25 января
Как быстро пролетели десять дней. Я жил точно в сказке, путешествуя по необозримым лесам, болотам и долам. Я еще не видел таких могучих боров с крепким запахом смолы, избушек полещуков, заброшенных среди могучих сосен, — странного народа с заросшими головами и лицом и говорящего на польско-русско-малороссийском языке.
Я останавливался на всех полустанках и разъездах, нанимал полещука, если не удавалось приехать по узкоколейке, и углублялся в самую чащу. Узкоколейки оказались в имении Уваровых и в казенном лесу, но и то в не очень большом количестве. Во всяком случае я точно записал протяжение и количество подвижного состава.
На одном разъезде было необыкновенно интересно проехать в дом управляющего, который отстоял от линии на двадцать две версты. Туда идет узкоколейка, и миниатюрный паровозик с несколькими платформочками как раз стоял у разъезда. Уже вечерело, и солнце опускалось за молчаливый сумрачный лес. Я сел на одну из платформочек, паровозик тоненько свистнул, звонкое, перекатное эхо далеко-далеко разнесло по всему лесу, ударяясь в станционное зданьице, и, тарахтя и подскакивая, загремели платформочки. Скоро стемнело совсем, и только вверху над головами горели звезды в просветах мохнатых сосен, да местами в болотцах, колеблясь, отражался их свет. Было жутко и странно в этом глухом незнакомом лесу ехать на тарахтящей и пыхтящей машине. Паровозик сопел, стучал, иной раз вспугивал тишину тонким свистом, который катился эхом Бог знает куда.
Я приехал часа через два и вылез в темноте среди балок, бревен, сараев. Пахло смолой, опилками. С фонарем вышел встречать сторож. Светился дом управляющего, большой двухэтажный сруб.
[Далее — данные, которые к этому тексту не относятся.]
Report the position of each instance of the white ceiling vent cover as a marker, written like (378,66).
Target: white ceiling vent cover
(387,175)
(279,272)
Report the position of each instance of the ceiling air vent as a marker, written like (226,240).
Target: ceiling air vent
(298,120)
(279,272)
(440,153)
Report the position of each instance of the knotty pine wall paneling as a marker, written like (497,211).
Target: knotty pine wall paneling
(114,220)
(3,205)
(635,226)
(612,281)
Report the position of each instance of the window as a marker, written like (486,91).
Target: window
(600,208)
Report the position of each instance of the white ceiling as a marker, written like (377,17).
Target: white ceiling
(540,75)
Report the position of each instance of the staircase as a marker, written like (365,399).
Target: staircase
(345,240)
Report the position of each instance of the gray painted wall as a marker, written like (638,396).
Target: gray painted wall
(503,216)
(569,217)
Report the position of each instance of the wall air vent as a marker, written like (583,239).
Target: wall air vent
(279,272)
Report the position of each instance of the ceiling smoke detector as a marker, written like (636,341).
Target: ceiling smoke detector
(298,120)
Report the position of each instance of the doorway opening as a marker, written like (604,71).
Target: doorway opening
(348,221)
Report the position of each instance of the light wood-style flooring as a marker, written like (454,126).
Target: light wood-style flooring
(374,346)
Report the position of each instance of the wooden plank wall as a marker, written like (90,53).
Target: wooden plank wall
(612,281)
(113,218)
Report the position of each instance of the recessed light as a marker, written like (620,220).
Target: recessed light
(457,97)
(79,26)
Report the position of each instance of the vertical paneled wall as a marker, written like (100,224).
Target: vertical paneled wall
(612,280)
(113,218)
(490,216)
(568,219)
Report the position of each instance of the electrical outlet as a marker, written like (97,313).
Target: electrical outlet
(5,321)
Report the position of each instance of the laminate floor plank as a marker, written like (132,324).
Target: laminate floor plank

И так странно было видеть в этом лесу огоньки в окнах, тепло и уютно светившиеся! Управляющий оказался милым лесничим, который чуть не полжизни провел в лесу и любит и знает его. В чистых, пахнущих смолой комнатах пили мы чай и говорили об охоте. Стены были увешаны рогами козлов, чучелами глухарей и тетеревов, кабаньими головами, лосиными рогами... Он живет одиночкой и кроме лесного хозяйства и охоты ничего не признает, говоря, что хотел бы прожить так всю свою жизнь.
И я искренно завидовал ему и думал, что и сам бы с наслаждением зажил такой жизнью.
Днем он мне показывал свое хозяйство, потом прошлись по лесу, и я, увидев на некоторых соснах колодки и дубинки на привязи, удивленно спросил его, что это. Оказывается, дикие ульи. Полещуки ставят колоды, а дикие пчелы роятся: чтобы уберечь мед от медведей, привязывают поленья.
Живут полещуки среди леса, где стоят несколько изб, низких и приземистых, на полянке среди обступившей чащи — кругом засеян картофель — это и все хозяйство. Едят картофель, собирают мед и охотятся, вот и все.
Но все кончается, кончилась и моя командировка, и завтра я уже буду опять в обществе Харченко, Педера, докторов и сестер. Должен сказать, что с тяжелым сердцем думаю об этом.